Embedded into the grey paving stones of the Piazza del Duomo, a few metres beyond the east end of the cathedral, is a large circular slab of white marble. However, the marble has no inscription to explain why it is there!
The explanation lies in an event which took place one stormy winter's night in the month of January 1601. While a thunderstorm was raging over the city, lightning struck the lantern, the twenty-metre high structure, which sits atop the cathedral's dome. The gilded copper orb and cross, which crowns the lantern, came crashing to the ground along with large chunks of the lantern itself.
The orb had been added to the cathedral in 1468 by Andrea del Verrocchio. This was no mean feat, given that it is 2.5 metres wide, weighs two tons and had to be hoisted to a height of 107 metres (350 feet).

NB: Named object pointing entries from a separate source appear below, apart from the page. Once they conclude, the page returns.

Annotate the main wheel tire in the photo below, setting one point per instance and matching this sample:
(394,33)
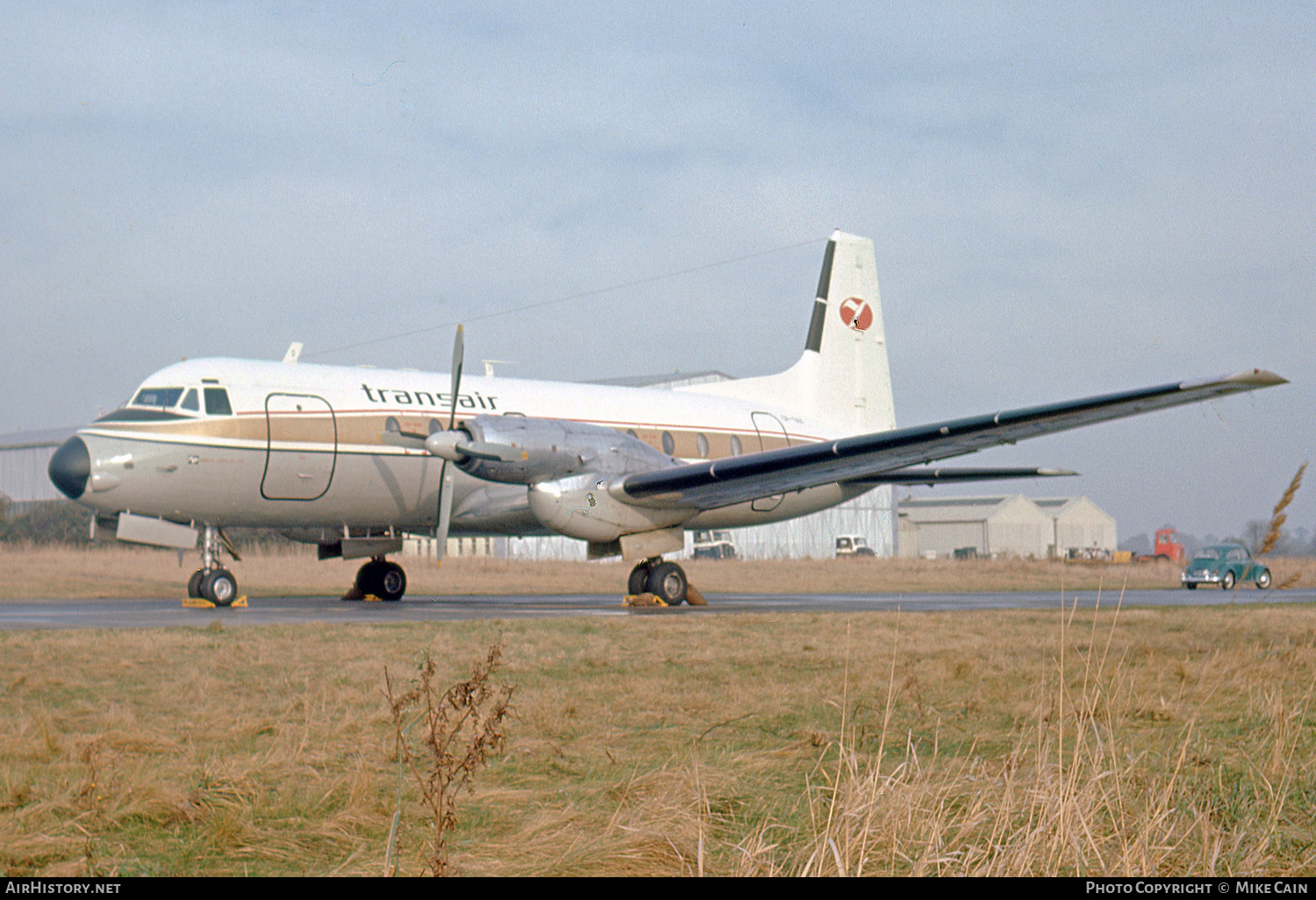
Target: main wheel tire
(668,582)
(220,587)
(391,582)
(639,581)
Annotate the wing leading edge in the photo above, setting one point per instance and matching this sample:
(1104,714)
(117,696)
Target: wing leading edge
(739,479)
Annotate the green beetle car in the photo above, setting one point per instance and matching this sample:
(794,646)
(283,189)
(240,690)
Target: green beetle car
(1224,565)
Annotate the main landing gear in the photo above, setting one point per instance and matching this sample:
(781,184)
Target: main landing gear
(662,579)
(212,582)
(379,578)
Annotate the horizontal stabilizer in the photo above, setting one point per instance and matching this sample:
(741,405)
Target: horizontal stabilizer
(739,479)
(950,475)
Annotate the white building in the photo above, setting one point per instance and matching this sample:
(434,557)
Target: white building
(24,460)
(1011,525)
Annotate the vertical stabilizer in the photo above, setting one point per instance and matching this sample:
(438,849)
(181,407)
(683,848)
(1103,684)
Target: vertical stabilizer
(842,379)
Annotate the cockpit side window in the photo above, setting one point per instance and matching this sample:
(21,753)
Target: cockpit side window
(158,397)
(218,403)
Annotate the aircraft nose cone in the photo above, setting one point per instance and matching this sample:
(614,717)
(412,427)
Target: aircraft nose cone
(70,468)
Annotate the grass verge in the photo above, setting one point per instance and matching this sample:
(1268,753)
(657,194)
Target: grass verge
(1148,741)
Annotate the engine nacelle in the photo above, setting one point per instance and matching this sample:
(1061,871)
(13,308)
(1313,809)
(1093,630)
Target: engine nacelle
(582,507)
(552,449)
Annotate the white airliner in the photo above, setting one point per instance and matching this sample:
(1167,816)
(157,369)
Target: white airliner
(352,458)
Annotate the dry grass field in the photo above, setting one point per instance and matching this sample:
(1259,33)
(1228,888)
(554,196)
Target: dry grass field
(121,571)
(1136,741)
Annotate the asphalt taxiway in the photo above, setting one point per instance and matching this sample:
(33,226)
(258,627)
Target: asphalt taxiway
(303,611)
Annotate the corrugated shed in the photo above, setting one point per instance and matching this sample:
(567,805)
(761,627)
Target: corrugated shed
(1012,524)
(24,458)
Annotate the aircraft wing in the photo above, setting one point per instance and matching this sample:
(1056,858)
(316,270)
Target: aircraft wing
(942,475)
(865,457)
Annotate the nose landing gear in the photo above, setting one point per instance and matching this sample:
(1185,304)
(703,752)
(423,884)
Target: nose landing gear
(212,582)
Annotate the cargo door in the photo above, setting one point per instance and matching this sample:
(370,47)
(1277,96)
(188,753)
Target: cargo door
(302,446)
(771,436)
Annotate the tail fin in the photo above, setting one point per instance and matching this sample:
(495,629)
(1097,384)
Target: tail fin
(844,378)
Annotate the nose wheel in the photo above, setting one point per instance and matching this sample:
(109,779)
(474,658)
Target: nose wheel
(212,582)
(666,581)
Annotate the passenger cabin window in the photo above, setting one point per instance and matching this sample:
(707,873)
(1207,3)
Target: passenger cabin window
(218,403)
(158,397)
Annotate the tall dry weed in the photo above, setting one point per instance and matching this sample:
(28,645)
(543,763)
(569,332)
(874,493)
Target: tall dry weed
(447,742)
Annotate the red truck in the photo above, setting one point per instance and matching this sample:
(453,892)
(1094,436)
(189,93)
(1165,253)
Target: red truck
(1166,546)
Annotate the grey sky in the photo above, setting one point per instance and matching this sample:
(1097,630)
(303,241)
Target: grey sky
(1065,202)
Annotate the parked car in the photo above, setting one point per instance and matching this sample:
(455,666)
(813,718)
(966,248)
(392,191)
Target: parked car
(1224,565)
(713,545)
(853,545)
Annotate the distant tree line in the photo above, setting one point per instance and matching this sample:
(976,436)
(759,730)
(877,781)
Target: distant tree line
(65,523)
(47,521)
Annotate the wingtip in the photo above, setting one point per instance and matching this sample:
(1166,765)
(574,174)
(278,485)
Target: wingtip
(1253,378)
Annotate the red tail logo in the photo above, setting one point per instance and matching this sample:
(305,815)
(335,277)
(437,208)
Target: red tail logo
(857,313)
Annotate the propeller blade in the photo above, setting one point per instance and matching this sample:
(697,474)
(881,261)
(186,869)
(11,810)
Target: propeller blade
(487,450)
(445,510)
(458,353)
(442,444)
(457,446)
(403,439)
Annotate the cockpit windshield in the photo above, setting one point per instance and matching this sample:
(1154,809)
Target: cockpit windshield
(158,397)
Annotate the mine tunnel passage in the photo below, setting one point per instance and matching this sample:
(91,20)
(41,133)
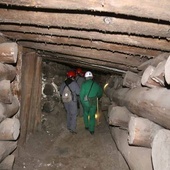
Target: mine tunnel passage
(54,147)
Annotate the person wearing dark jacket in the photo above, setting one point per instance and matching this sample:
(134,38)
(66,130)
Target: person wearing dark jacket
(89,92)
(79,79)
(71,106)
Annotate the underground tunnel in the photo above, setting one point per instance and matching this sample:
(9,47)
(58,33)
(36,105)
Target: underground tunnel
(125,44)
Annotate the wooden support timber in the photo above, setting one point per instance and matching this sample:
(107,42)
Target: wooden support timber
(161,150)
(8,52)
(157,10)
(100,23)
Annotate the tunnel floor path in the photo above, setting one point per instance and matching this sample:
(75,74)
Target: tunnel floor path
(55,148)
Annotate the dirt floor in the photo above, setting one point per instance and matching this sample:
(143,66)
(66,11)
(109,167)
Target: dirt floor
(54,147)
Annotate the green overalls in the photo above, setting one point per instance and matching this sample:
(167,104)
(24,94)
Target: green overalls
(89,108)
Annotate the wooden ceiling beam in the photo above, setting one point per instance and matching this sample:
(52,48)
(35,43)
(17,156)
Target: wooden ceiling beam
(117,58)
(150,43)
(72,60)
(147,9)
(85,22)
(112,66)
(82,43)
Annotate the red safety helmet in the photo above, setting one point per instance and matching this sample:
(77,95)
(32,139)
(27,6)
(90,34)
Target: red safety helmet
(71,74)
(79,71)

The Grand Duke Ferdinando I entrusted the reconstruction of the lantern to Alessandro Allori, Bernardo Buontalenti and Gherardo Mechini, specifying that it was to be rebuilt exactly as it was before.
The lantern was duly repaired and the orb and cross were replaced on October 21st 1602. The spot where they had hit the ground was marked by the white marble disc that we see today. However, for some reason, no inscription was added.